By contracting to deliver energy without a minimum reference price, the developers must be expecting to make a better return based on the (uncertain) future electricity prices in 2025-2055 than from a fixed bet on the Capex of offshore wind in 2025 and the Opex in the 30 years after that.

The developers are, in effect, basing their bids on forecasts of the difference between the levelised cost of energy (LCOE) from offshore wind and Germany's wholesale electricity price in ten years' time and beyond.

Major electricity generators already have significant expertise in forecasting future energy markets and prices. These teams look to have had just as big an impact on their company's offshore-wind strategy as those looking at technology development and LCOE.

We have calculated the LCOE of the wind farms coming into operation in 2025 at all the sites, taking into account our expectations of technology and costs, published information and statements from the winning bidders, Dong Energy and EnBW. We also considered the following key site characteristics:

  • 30-40-metre water depths
  • 10.7-11.5m/s average wind speeds
  • 70-115km distances to port
  • 5-16km distances to grid connection at an offshore hub
  • 30-year project lifetime
  • 13MW turbines

Both bidders implied the use of much larger turbines than today's. This is in line with our expectations that such turbines will just be becoming available when these projects are built.

If we consider the two neighbouring Dong sites - OWP West and Borkum Riffgrund 2 West - together, we calculate an average LCOE (in today's terms) of just over EUR51/MWh at 6% cost of capital.

It is instructive to consider how different electricity prices achieved affect these returns. If the generated electricity were to be sold at an average price of just under EUR31/MWh, the project return rate will be 0%. If it could be sold at EUR60/MWh, returns increase to 8%.

Predicting future electricity prices is a complex area with many uncertainties. In comparison, we calculate that in 2025, new-build combined-cycle gas turbine technology (CCGT) — likely to be the cheapest available "conventional" technology in 2025 — will cost €60/MWh, assuming a CO2 price of €10/tonne.

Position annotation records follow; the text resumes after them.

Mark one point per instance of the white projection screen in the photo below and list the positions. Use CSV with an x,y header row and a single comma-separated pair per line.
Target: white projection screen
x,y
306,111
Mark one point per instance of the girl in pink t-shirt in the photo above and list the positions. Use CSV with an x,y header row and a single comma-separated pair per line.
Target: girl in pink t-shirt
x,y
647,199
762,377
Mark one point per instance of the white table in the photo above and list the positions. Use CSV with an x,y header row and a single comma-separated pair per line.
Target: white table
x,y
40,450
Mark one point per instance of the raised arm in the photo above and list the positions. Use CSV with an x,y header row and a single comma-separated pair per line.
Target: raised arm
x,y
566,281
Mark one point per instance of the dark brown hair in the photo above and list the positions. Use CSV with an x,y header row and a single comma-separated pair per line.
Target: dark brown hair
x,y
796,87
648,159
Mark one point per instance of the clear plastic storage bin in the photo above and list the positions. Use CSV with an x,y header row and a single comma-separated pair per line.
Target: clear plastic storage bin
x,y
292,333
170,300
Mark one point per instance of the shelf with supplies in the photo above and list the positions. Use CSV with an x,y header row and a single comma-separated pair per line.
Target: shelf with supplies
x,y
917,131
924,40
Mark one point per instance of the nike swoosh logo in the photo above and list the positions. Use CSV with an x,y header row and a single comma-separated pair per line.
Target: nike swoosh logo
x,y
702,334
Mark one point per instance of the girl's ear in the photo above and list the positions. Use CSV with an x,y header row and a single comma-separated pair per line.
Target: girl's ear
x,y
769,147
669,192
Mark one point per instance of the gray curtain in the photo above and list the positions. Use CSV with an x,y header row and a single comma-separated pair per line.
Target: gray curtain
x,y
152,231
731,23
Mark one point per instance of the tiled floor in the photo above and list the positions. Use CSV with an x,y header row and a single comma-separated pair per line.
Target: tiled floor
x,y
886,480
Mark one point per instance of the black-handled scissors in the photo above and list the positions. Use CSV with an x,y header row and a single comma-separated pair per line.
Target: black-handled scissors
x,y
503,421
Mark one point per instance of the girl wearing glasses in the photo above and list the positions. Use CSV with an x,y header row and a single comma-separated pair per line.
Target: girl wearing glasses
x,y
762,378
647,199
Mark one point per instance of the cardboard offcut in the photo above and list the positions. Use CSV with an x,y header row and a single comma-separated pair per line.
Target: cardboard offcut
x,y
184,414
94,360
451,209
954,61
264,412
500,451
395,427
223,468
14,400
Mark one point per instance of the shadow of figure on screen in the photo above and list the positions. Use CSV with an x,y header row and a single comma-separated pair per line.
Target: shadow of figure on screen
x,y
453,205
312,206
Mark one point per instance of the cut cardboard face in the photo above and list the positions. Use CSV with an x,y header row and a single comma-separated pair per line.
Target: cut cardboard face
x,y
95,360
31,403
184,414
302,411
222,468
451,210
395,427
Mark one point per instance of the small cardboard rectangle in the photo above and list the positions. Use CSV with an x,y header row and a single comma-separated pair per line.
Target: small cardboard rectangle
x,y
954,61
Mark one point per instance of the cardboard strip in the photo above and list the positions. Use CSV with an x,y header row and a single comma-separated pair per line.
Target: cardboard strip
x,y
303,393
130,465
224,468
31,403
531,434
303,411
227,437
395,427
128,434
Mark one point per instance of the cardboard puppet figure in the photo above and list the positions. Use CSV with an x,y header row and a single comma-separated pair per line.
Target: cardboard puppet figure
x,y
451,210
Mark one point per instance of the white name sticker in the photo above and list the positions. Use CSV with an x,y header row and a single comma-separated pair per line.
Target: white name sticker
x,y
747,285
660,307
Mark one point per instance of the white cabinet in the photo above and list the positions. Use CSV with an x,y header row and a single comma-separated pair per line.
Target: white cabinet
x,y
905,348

When the wind blows, all wind farms are generating and short-term electricity prices fall. Indeed, in the current German market, we have seen instances of this effect pushing electricity prices into the negative for short periods in 2015, 2016 and 2017.

Increasing storage and interconnections will mitigate this effect to some degree. Even so, the average price achieved for offshore-wind-generated electricity is likely to be at a considerable discount below €60/MWh.

These projects do not provide electricity at "no cost", rather they will supply it at a little less than average market price. That assumes, however, that they are actually built.

With final investment decisions not until after 2020, there is a chance that expectations could change regarding offshore wind LCOE and/or electricity prices post-2025, and it may no longer be economically viable to take the projects forward.

Jumping too far ahead?

While these headline-grabbing results have demonstrated the cost reductions coming through in offshore wind, I can't help reflecting that they add ambiguity to an already complex picture.

The approach of running an auction for capacity built so far ahead also perhaps places unreasonable weight on predictions of future technology capability and wholesale electricity prices.

The final business case could turn out to be very favourable (so consumers pay higher prices) or it becomes unviable and the project is not built, again ultimately to the consumer's detriment.

By all means, let's have strong plans about future auction volumes and timings that are kept to, but for now, the combination of a CfD and a project operational date mandated to be within a maximum of five years of the auction seem the best way forward for the industry, the energy supply and the consumer.

And before the rush to copy what has been done in Germany starts, it's worth remembering that this is an interim system for this and next year only.